REPUBLIKA.CO.ID, JAKARTA -- Beraktivitas di dunia sosial media sepatutnya berhati-hati. Kecerobohan yang dilakukan di ruang virtual itulah yang kerap memicu munculnya aksi bullying kepada seseorang.
Hal tersebut disampaikan oleh pakar sosial media, Nukman Luthfi, dalam diskusi 'Trial by Social Media' yang digelar di Jakarta, Selasa (23/9) malam.
Pemilik akun Twitter, @nukman, ini menyarankan agar setiap kata yang hendak ditulis atau foto yang ingin diunggah sebaiknya dipertimbangkan konsekuensinya.
''Kuncinya media sosial itu adalah media publik yang sifatnya terbuka, bukan lagi sebagai ruang privat. Dengan konsep ruang publik, siapa pun yang bertindak memiliki dua konsekuensi, yakni sosial dan hukum,'' jelasnya.
Konsekuensi sosial, kata Nukman, berkaitan dengan hal-hal sangsi sosial seperti di dunia nyata. Ia pun menyebut kasus Florence yang memaki warga Yogyakarta di akun Path. Sedangkan konsekuensi hukum, ia menyebut, adanya undang-undang Informasi dan Transaksi Elektronik (ITE) menjadi payung hukum untuk menyeret seseorang ke meja hijau.
''Kuncinya, usahakan untuk tidak melakukan sesuatu yang berpotensi ceroboh. Tak hanya memajang foto telanjang saja, tapi juga kita harus bisa menjaga ucapan serta jangan terlalu banyak mengumbar kelemahan diri kita di media sosial,'' katanya menyarankan.
Mengenai perilaku bullying, Nukman menjelaskan, kondisi ini terjadi karena perilaku ceroboh. Ia mendefenisikan bullying di sosial media itu lebih disebabkan suatu perkataan yang bisa menjatuhkan seseorang yang lemah.

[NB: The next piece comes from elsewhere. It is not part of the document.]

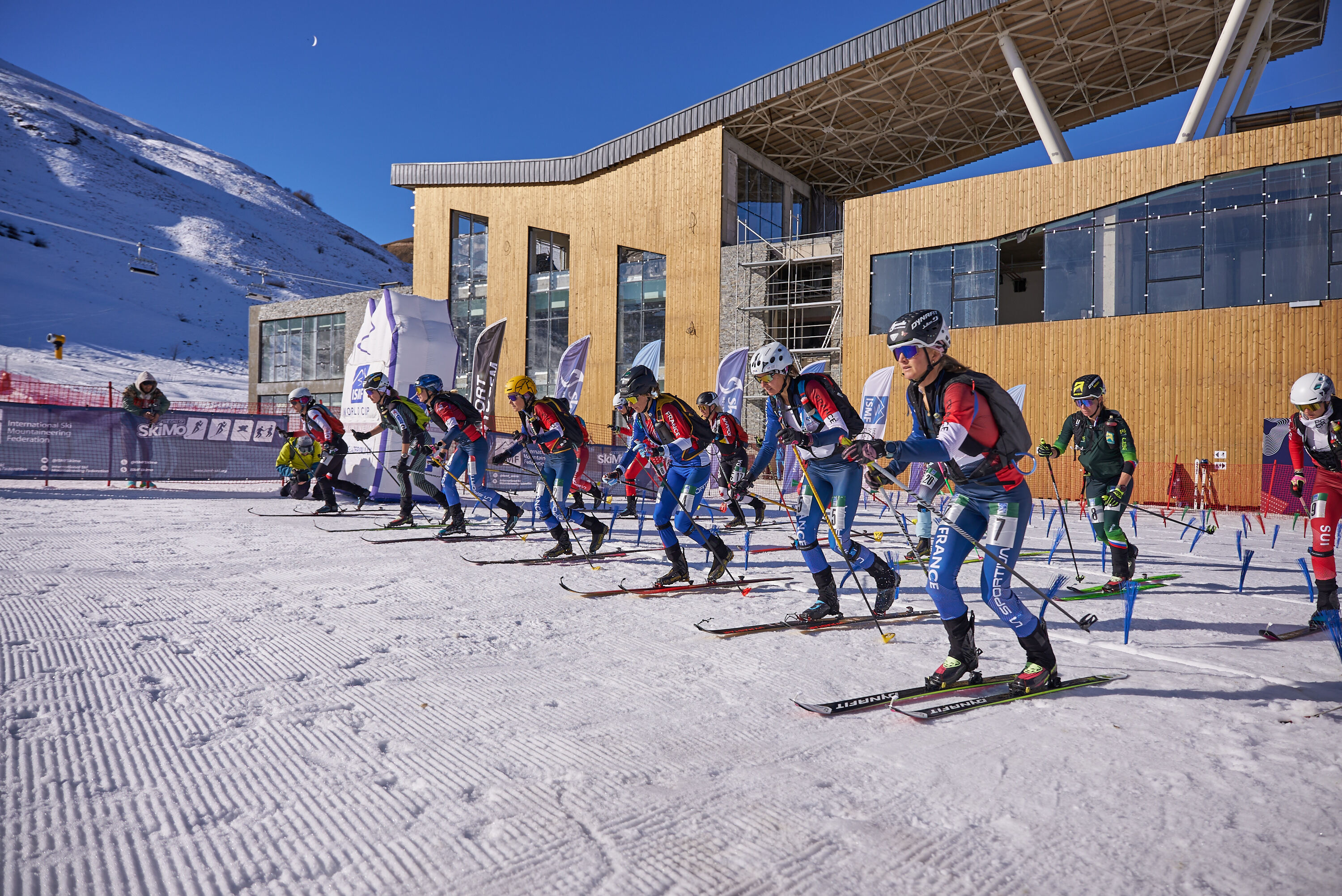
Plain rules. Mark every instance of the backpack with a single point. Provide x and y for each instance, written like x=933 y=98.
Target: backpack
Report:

Jadi bagaimana caranya agar terhindar dari bully? ''Pertama jangan pernah telanjang di depan kamera. Lalu anak-anak di bawah 13 tahun jangan biarkan mereka masuk sosial media. Haram hukumnya. Mereka ini biasanya masih sangat labil,'' jelasnya.
Wicaksono, pemilik akun @ndorokakung, turut menambahkan terkadang banyak pihak yang merasa dirinya tak sadar telah melakukan bullying di sosial media. Perilaku semacam itu muncul karena sikap ofensif ketika berada di sosial media. ''Tapi saya yakin kok, praktik bullying di jagat sosial media ini akan bisa menemukan keseimbangannya sendiri seperti halnya kehidupan yang selalu menemukan keseimbangan baru,'' ujarnya.
Sementara itu, Ayu Rachmat mengaku pernah menjadi korban bullying di jagat sosial media. Sebagai orang tua yang anaknya bersekolah di Jakarta International School (JIS), hal tersebut membuatnya kerap diserang dengan hal-hal yang melecehkan.
''Saya pernah dibilang sebagai ibu-ibu yang suka sodomi, ibu-ibu bayaran. Semua itu karena kami percaya pada sekolah anak-anak kami. Tapi, itulah yang terjadi ketika kami menyampaikan kebaikan dari JIS, yang terjadi kami malah diserang dengan kata-kata yang menyakitkan seperti itu,'' katanya.